AL-Kantonsrat Matthias Frick über Umverteilungsversuche.
Es war bereits im Vorfeld der Kantonsratsdebatte zur Teilrevision des kantonalen Steuergesetzes ruchbar geworden, die Spatzen pfiffen es von den Dächern: Die SVP möchte auf die ursprünglich von ihrer Finanzdirektorin vorgeschlagene Vermögenssteuersenkung nicht verzichten. Auch nicht angesichts der prekären Finanzlage des Kantons. Eine Senkung der Vermögenssteuer müsse zwingend sein und man könne sie sich leisten. Wohl auch dank der von der Volkspartei mit Beihilfe der Freisinnigen in der vorangegangen Woche durchgesetzten massiven Kürzung bei der Krankenkassenprämienverbilligung für Kleinverdiener.

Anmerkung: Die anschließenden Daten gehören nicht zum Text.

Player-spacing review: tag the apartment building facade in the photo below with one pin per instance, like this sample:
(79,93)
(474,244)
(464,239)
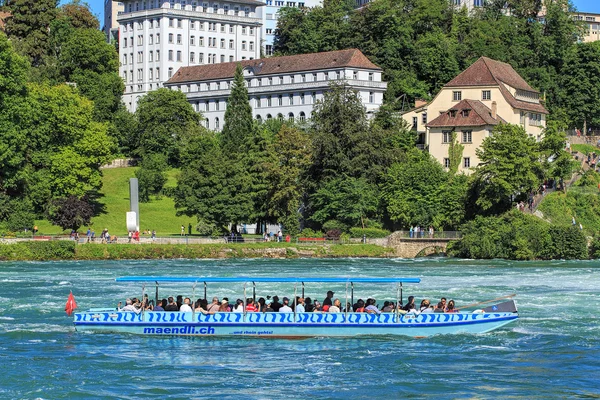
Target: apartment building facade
(156,38)
(286,87)
(487,93)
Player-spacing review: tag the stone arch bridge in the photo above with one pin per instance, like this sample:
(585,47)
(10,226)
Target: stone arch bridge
(406,246)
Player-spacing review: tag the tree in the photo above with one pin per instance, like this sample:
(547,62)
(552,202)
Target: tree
(509,166)
(29,25)
(292,148)
(151,176)
(164,117)
(238,115)
(412,190)
(345,199)
(70,212)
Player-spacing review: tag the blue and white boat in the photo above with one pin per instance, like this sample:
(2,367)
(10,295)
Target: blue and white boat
(274,324)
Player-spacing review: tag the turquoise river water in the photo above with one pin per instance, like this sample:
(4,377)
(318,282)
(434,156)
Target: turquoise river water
(553,351)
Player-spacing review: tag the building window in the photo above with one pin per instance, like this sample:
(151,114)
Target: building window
(467,136)
(446,136)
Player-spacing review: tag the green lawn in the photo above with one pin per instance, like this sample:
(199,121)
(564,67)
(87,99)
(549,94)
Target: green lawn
(158,214)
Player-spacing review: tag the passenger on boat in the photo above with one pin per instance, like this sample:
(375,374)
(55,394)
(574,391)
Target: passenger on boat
(214,306)
(410,306)
(425,307)
(286,307)
(387,306)
(250,307)
(224,307)
(130,307)
(371,308)
(308,305)
(275,304)
(239,306)
(327,301)
(185,307)
(171,306)
(160,305)
(359,306)
(317,307)
(336,307)
(201,306)
(300,305)
(451,307)
(443,301)
(260,305)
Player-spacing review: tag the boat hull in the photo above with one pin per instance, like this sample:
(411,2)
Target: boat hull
(289,324)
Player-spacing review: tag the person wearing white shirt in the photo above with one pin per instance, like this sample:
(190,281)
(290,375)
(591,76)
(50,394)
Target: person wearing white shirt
(185,307)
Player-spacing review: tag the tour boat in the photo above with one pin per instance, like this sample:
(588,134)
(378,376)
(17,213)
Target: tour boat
(293,325)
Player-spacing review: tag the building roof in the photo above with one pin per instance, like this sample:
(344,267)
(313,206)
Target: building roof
(486,71)
(276,65)
(478,114)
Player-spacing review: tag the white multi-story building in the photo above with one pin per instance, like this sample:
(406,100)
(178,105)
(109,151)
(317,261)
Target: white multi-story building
(270,15)
(280,87)
(111,13)
(157,37)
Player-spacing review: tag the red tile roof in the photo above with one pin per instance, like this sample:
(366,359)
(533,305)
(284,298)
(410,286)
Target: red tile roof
(478,115)
(488,72)
(276,65)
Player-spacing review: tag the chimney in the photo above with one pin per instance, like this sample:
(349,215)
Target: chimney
(419,103)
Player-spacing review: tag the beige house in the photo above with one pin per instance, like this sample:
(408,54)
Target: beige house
(485,94)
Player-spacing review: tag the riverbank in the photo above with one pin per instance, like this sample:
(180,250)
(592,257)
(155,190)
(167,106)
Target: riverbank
(67,250)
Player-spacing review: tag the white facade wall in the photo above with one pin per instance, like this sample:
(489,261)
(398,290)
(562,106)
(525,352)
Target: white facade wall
(159,37)
(285,96)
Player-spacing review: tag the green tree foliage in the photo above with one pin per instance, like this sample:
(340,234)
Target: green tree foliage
(292,147)
(70,212)
(412,189)
(509,166)
(151,176)
(164,117)
(238,124)
(345,199)
(29,26)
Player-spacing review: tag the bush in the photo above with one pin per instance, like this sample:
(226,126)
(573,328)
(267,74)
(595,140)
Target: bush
(371,233)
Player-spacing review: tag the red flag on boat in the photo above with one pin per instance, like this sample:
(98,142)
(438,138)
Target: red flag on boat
(71,304)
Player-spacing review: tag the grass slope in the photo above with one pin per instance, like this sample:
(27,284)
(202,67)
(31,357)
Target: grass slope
(158,214)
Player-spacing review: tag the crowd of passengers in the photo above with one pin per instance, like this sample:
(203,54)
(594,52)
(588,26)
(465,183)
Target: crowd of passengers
(301,305)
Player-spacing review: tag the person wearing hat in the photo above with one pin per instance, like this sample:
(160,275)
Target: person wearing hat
(224,306)
(275,304)
(300,305)
(328,300)
(286,306)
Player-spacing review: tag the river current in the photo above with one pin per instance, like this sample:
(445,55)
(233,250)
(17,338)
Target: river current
(552,351)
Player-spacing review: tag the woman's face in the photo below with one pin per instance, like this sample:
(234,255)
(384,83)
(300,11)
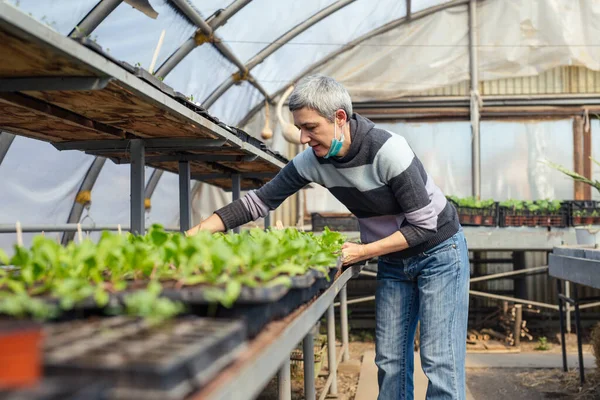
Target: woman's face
(316,130)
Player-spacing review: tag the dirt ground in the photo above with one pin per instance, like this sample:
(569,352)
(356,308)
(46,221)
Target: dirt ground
(484,383)
(531,384)
(347,382)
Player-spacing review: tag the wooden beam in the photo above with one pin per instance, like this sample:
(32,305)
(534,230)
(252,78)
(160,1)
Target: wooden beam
(578,156)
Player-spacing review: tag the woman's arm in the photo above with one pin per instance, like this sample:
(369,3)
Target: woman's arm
(212,224)
(354,252)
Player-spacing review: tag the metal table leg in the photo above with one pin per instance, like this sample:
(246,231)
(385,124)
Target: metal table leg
(309,367)
(562,324)
(331,349)
(578,327)
(185,220)
(138,182)
(236,191)
(284,383)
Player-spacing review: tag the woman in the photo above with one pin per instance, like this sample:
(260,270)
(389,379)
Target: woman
(405,221)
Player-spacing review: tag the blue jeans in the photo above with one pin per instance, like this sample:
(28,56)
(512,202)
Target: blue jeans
(432,287)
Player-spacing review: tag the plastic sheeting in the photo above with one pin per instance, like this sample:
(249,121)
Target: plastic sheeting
(247,39)
(38,185)
(165,202)
(535,36)
(325,37)
(129,35)
(60,15)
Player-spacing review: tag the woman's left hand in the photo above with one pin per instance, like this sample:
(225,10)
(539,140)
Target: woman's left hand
(353,253)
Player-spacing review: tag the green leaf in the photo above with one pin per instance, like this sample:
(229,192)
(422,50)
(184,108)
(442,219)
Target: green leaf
(4,260)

Und wirklich: In der Beratung bei der Vermögenssteuer angelangt, ergriff Kantonsrat Markus Müller, SVP Löhningen, das Wort und beantragte eine Senkung der Vermögenssteuer von 2,3 ‰ auf 1,8 ‰. Das sei notwendig, da wir eine «Verteufelung unseres Paradieses» verhindern müssten – auch im Hinblick auf die zunehmende Überalterung des Kantons Schaffhausen. Es gelte, positive Signale an potentielle Neuzuzüger zu senden. Die beantragte Senkung sei nötig, namentlich für die vielen Eigenheimbesitzer im Kanton Schaffhausen.